Ryan DavenportContributor IAugust 25, 2012

LONDON, ENGLAND - JUNE 13:  Andy Murray (L) of Great Britain shakes the hand of Jo-Wilfried Tsonga of France after his Men's Singles final on day eight of the AEGON Championships at Queens Club on June 13, 2011 in London, England.  (Photo by Clive Brunskill/Getty Images)
Clive Brunskill/Getty Images

This September, there may be a new champion in town at Flushing Meadows.

In the last seven years, there has only been one man not named Novak, Roger or Rafael to win a Grand Slam singles title, but there's reason to believe that could change in less than a month's time.

The 2012 US Open won't feature 2010 winner and 2011 finalist Rafael Nadal, and though Roger Federer and Novak Djokovic will be partaking in the tournament, neither is at the height of their powers. 

With the members of men's tennis' "big three" either absent or suddenly appearing to be not so invincible, this year's edition of the US Open presents a unique opportunity for some lesser-known stars to seize the moment and end the trifecta's run of absolute domination at Grand Slam tournaments.

Here are some of the darkhorses who will challenge for the title at Flushing Meadows this month.



Andy Murray

It's difficult to classify the man who captured Olympic Gold at the men's singles tournament in London as a darkhorse, but Murray, who is still without a Grand Slam title, certainly isn't the favorite or co-favorite heading into the Open.

The Scot has had success at Flushing Meadows in the past, as evidenced by his runner-up finish in 2008, and after finally beating Federer with the world watching at Wimbledon last month, he just might have momentum on his side.

Assuming Murray and Federer both advance to the semifinals, they'll face one another once again with a spot in the Final at stake.



Jo-Wilfried Tsonga

As the No. 5 player in the world, Tsonga won't surprise anyone if he reaches the quarterfinals at the US Open once again, but after consistently strong showings this year, it may be the big Frenchman's time to finally capture his first Grand Slam title.
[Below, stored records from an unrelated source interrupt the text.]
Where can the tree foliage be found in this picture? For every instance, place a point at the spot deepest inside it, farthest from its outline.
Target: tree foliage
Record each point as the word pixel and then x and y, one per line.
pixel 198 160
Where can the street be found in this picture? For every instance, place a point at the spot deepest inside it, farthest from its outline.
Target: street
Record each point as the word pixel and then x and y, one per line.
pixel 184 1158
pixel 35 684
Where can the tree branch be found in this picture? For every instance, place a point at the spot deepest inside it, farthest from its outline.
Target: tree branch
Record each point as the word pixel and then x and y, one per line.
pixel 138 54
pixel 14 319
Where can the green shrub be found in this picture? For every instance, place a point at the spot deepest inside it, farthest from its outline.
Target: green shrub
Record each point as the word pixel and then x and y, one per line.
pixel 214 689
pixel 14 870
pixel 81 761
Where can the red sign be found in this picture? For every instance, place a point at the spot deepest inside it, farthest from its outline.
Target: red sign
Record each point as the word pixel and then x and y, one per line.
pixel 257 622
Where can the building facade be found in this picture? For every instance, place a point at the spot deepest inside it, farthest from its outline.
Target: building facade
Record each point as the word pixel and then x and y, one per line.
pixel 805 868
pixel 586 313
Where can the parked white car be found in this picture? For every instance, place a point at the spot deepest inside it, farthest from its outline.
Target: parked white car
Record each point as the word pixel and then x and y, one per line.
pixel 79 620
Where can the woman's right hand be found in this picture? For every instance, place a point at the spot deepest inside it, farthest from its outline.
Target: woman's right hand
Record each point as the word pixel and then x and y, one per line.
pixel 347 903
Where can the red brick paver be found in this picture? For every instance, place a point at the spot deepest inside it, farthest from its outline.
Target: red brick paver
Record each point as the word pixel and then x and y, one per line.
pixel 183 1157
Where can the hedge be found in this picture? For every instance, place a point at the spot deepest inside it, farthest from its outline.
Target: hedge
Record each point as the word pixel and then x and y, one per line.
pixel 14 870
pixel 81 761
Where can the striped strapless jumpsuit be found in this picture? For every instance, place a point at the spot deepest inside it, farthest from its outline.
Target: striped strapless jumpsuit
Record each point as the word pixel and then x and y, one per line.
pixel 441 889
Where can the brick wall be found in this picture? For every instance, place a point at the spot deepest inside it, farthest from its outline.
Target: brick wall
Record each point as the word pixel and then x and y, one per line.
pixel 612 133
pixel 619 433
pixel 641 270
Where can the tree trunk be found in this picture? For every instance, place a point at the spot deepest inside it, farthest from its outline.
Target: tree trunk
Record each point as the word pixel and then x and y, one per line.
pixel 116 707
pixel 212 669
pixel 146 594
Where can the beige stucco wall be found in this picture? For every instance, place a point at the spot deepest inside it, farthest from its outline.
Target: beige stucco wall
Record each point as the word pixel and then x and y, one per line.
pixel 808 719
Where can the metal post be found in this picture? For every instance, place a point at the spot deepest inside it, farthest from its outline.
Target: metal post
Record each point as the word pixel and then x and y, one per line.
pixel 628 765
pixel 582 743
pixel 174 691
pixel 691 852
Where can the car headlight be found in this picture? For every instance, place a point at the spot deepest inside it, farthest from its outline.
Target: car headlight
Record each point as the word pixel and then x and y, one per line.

Though he fell to Murray at Wimbledon and Djokovic at the Olympics, Tsonga has been in contention at each major event he's entered in the past 24 months.

Once he reaches the quarters, he'll almost assuredly be facing Murray once again. This time though, they'll be on hard court, which may play to Tsonga's strength.



Milos Raonic

At 21, Raonic is one of the best young players on the tour, and though he has yet to advance beyond the fourth round at a major tournament, his strong performance at last year's Australian Open indicates that he's capable of bigger things.

In a tough draw that features both Tsonga and Murray, Raonic will have to take down one of the big boys in order to reach the elite eight.

However, if Raonic's serve is on, there's no telling how far he could go, as the young Canadian has led the entire tour in aces in 2012.



Juan Martin del Potro

Del Potro is the only player outside of the holy trifecta to win the US Open since 2003, as he captured the title by beating Federer in 2009.

Since then, del Potro has been wildly inconsistent, and has advanced beyond the fourth round of a Grand Slam just twice.

Despite his recent struggles, the 23-year-old appeared to be on his game at the Olympics, where he defeated Djokovic to capture the Bronze in the men's singles tournament.